McKinzy, a linebacker out of Birmingham (Ala.) Woodlawn in the Class of 2012, revealed he signed with Auburn over Clemson partly because of its proximity to the fast food restaurant.
"[It was] kind of the environment and plus [Clemson] had no Chick-fil-A on campus," McKinzy told reporters on singing day. "You had to go like, probably like 15 minutes off campus to go to like a real restaurant. Their café was kind of small."
McKinzy has been a hit for the Tigers defense, racking up 56 tackles, 8.5 of them for loss, during his first two seasons.
In another signing day first, South Plantation (Fla.) High four-star running back Alex Collins turned signing day upside down last February when his mother, Andrea McDonald, refused to sign his letter with Arkansas.
There have been countless situations in which parents or the players themselves have gotten cold feet on signing day and reversed course. But in Collins' case, two sources told ESPN.com McDonald ran away with her son's letter of intent and went missing for hours.
Georgia Tech coach Paul Johnson, who was interviewed on ESPNU after the Collins news broke, snickered when asked if he'd ever experienced something like that before.
"I don't know if I've heard of anyone running away with the papers," Johnson said. "But certainly there are some funny stories with recruiting and it's getting nuttier and nuttier as we go each year."
Nearly 24 hours later, Collins finally signed with Arkansas with his father, aunt and grandmother at his side. His mother wanted him to stay close to home and sign with Miami, a school he had made an earlier commitment to, but Collins wanted to do his own thing.
"She just wanted to make sure I was making the right decision," said Collins, who rushed for 1,026 yards and four touchdowns as a freshman this season. "She was concerned about me being so far away from home and how I could handle it."
These situations serve as reminders to coaches to prepare for the unexpected.
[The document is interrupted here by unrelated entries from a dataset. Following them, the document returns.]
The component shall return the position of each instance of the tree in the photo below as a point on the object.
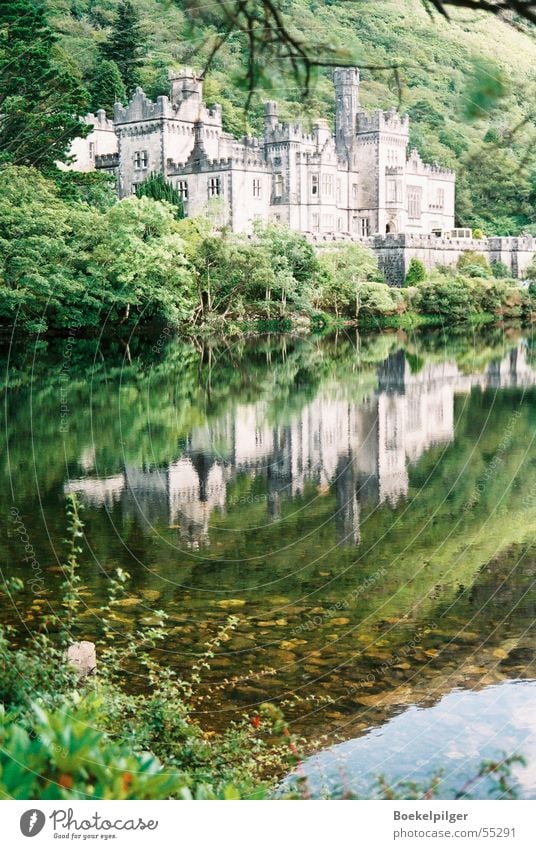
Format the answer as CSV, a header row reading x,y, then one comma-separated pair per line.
x,y
344,271
106,86
157,187
271,38
126,44
40,93
416,272
473,264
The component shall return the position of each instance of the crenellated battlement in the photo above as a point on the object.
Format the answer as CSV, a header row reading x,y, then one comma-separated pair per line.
x,y
99,120
355,180
141,108
415,165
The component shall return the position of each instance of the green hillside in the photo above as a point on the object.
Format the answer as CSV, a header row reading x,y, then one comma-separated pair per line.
x,y
449,72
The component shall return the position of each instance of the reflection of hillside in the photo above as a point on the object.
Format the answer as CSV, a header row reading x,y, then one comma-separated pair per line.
x,y
362,450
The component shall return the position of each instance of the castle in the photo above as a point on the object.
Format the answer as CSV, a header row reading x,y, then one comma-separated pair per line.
x,y
360,181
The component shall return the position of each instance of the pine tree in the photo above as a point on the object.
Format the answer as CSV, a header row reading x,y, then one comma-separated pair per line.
x,y
106,86
40,92
157,187
126,44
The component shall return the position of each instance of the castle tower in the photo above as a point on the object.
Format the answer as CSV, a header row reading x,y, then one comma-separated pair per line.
x,y
346,82
271,118
185,85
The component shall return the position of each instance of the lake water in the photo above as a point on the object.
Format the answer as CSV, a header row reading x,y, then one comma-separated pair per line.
x,y
366,508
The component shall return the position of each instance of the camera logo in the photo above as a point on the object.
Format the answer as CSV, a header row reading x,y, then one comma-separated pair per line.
x,y
32,822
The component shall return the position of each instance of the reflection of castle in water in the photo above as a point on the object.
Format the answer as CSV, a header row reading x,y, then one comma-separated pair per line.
x,y
361,450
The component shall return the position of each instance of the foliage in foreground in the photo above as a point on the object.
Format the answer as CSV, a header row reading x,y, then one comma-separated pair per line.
x,y
71,258
62,738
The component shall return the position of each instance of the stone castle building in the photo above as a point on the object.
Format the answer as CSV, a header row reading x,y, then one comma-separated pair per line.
x,y
360,181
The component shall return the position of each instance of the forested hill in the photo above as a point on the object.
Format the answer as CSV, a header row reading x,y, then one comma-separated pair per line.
x,y
466,84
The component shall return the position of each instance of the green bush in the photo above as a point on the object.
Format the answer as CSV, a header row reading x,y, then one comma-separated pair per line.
x,y
473,264
416,272
499,270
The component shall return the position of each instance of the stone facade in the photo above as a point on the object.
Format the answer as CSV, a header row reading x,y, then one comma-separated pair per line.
x,y
360,181
395,252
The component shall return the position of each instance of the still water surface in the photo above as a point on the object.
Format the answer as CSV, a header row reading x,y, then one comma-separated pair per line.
x,y
365,507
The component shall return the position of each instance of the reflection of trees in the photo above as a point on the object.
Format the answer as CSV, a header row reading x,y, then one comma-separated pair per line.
x,y
138,411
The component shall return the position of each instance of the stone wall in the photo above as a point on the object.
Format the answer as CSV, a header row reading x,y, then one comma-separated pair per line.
x,y
395,252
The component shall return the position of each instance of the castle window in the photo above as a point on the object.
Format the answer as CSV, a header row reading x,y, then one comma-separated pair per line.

After all the letters, calls, talks with parents and visits to campus, you can never truly predict what might happen on signing day. That's why one Big 12 assistant said making sure every little step is taken care of is important to try to "eliminate the surprises."
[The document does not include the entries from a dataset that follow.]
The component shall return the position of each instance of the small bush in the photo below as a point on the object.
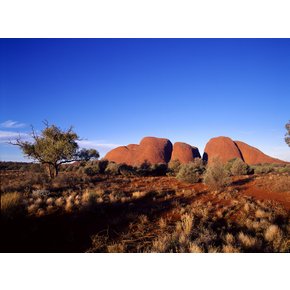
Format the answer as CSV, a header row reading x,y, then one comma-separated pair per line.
x,y
216,176
191,172
237,167
127,170
112,168
173,167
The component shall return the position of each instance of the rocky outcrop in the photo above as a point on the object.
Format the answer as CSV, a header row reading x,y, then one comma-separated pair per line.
x,y
222,148
252,155
151,149
160,150
184,152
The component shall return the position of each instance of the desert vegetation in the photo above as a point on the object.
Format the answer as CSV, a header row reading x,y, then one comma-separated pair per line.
x,y
101,206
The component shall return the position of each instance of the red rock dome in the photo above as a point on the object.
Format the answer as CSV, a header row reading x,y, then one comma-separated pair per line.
x,y
184,152
254,156
222,148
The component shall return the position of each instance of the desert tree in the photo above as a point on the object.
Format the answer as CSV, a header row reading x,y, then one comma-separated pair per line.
x,y
54,147
287,136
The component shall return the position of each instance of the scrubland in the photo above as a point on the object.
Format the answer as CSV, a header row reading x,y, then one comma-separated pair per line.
x,y
101,207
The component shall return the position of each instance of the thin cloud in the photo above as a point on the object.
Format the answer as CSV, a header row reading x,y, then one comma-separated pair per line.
x,y
96,144
9,124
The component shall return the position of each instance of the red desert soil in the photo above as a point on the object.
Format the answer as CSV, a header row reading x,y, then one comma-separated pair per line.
x,y
184,152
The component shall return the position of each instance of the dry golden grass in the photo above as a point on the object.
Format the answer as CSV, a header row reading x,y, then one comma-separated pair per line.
x,y
11,204
174,217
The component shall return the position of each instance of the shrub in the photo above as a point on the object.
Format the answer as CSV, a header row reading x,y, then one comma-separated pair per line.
x,y
112,168
191,172
159,169
216,176
238,167
11,205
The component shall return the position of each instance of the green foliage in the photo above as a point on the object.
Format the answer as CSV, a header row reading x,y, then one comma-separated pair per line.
x,y
216,176
263,168
54,147
191,172
237,167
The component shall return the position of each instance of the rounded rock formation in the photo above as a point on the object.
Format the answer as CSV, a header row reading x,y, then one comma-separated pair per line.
x,y
254,156
222,148
185,153
151,149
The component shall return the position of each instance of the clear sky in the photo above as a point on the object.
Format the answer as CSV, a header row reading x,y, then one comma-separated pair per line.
x,y
116,91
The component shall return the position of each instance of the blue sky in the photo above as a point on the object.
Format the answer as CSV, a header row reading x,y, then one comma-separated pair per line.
x,y
116,91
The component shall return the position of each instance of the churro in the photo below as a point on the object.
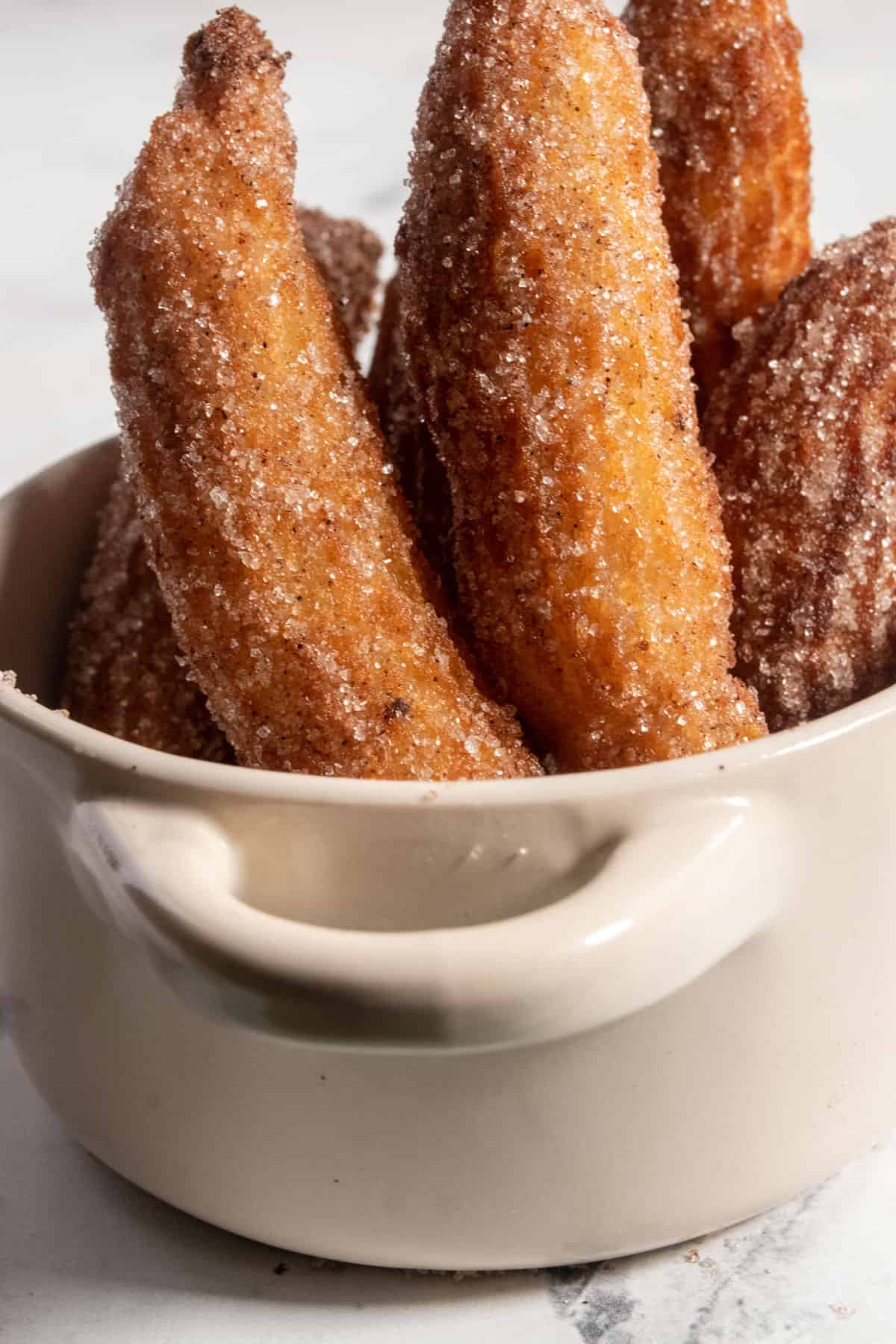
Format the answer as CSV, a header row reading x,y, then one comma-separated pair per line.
x,y
125,673
282,549
731,129
547,346
803,420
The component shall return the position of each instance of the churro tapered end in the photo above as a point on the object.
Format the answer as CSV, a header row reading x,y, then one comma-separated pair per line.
x,y
124,670
281,544
803,421
547,344
731,129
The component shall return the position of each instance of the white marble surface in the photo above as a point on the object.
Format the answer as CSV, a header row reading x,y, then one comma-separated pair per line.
x,y
84,1257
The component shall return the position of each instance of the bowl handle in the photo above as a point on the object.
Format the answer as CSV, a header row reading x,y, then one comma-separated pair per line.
x,y
673,897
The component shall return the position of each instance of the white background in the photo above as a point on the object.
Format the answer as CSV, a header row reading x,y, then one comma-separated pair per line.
x,y
84,1257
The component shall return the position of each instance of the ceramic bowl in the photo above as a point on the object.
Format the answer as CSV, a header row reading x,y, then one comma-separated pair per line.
x,y
470,1026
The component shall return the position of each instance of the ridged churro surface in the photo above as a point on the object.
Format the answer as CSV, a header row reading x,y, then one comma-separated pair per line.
x,y
282,547
731,129
805,421
125,673
546,339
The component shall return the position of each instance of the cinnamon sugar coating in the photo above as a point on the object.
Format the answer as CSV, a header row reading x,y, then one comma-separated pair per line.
x,y
731,129
125,673
422,477
547,344
282,549
805,423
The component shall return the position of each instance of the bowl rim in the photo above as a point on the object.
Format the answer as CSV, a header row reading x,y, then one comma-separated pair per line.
x,y
134,761
131,759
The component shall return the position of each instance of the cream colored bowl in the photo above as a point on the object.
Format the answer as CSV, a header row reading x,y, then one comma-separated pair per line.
x,y
476,1026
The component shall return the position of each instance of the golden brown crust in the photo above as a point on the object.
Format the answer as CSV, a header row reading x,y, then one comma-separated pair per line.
x,y
805,421
421,475
546,340
731,129
125,673
282,549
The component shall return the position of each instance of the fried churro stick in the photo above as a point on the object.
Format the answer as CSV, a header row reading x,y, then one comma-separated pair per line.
x,y
547,343
125,673
731,128
281,544
421,475
805,418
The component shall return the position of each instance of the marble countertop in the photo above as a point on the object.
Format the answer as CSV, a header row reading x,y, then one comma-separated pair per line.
x,y
84,1257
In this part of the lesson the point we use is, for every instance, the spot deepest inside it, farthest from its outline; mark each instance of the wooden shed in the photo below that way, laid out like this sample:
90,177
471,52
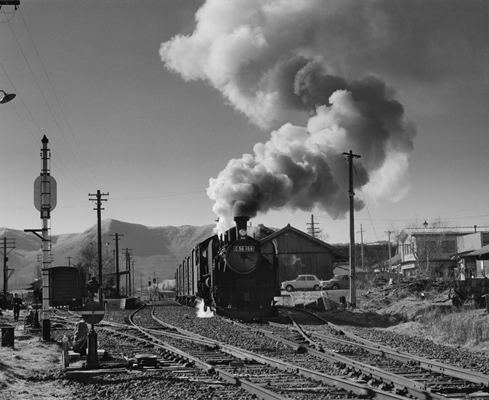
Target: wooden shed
300,253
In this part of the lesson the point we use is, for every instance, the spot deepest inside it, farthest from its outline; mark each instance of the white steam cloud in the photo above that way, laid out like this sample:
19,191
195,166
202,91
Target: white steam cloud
270,57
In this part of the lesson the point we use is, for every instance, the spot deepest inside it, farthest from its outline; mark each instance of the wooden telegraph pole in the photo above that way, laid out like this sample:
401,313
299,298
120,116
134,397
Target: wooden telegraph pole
351,193
98,199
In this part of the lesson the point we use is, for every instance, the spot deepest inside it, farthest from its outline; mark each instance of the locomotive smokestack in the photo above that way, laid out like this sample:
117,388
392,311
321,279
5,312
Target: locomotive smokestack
241,223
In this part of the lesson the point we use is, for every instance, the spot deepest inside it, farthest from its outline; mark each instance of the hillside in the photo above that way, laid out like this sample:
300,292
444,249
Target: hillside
156,251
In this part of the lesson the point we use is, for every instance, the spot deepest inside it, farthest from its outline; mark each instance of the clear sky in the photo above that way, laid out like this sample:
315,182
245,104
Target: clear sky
176,107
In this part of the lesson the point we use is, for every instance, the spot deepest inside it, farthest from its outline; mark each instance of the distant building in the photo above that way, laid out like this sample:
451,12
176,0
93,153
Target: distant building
440,250
300,253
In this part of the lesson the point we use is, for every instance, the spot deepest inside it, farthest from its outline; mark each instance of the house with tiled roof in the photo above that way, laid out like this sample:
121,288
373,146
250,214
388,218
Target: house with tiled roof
432,249
300,253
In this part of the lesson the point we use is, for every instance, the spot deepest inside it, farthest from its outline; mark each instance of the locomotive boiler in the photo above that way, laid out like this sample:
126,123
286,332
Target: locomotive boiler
230,275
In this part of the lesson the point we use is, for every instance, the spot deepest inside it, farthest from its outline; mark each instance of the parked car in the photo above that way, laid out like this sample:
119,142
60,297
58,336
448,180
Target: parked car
337,282
302,282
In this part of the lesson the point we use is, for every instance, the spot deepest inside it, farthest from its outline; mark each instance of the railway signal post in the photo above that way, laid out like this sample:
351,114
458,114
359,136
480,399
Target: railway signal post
45,200
92,312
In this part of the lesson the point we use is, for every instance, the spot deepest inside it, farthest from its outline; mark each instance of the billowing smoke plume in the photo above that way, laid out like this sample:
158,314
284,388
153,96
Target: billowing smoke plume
269,58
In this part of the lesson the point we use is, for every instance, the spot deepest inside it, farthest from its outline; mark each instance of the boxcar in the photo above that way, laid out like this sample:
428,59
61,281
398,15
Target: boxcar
67,287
"You have to make sure to dot I's and cross T's," he said. "You can't just assume the recruit or his family is going to have everything taken care of and are going to do it the right way. You have to make sure they have the letter of intent in advance, talk to them about where on the form they have to actually sign it at, make sure they get it to a fax machine. You also better know what time they're going to sign it. It's also good to have everybody's phone numbers, including the secretary that will be sending the fax in. If you miss any step along the way, it can lead to panic. And even if you don't and you get it all perfectly done, panic might still set in."
Just ask Arkansas State assistant coach Trooper Taylor.
When he was at Auburn, Taylor thought he had landed No. 1 offensive tackle Cyrus Kouandjio as part of the 2011 class. Kouandjio, the No. 3 player overall, announced he was signing with the Tigers on ESPNU. It led to a celebration in Auburn's war room that included high-fives, a lot of yelling and even some chest bumps.
Hours later, the fax still had not come through and celebration turned to fear. Fear that was warranted.
Kouandjio waited four days before signing with Auburn's biggest rival, Alabama.
"That was a big shock, and I very seldom had shocks," Taylor said. "I knew, after recruiting a kid for so long, what would happen. When guys are shocked, it's because you probably didn't do a great job of recruiting that kid. Cyrus was like that because we got in the process so late. It was a family thing, and I understood it, because his brother was at Alabama. But I'd never had that happen to me before, where, on TV, he said it was a done deal.
"It taught me a lesson: Until that fax comes through, there are no guarantees."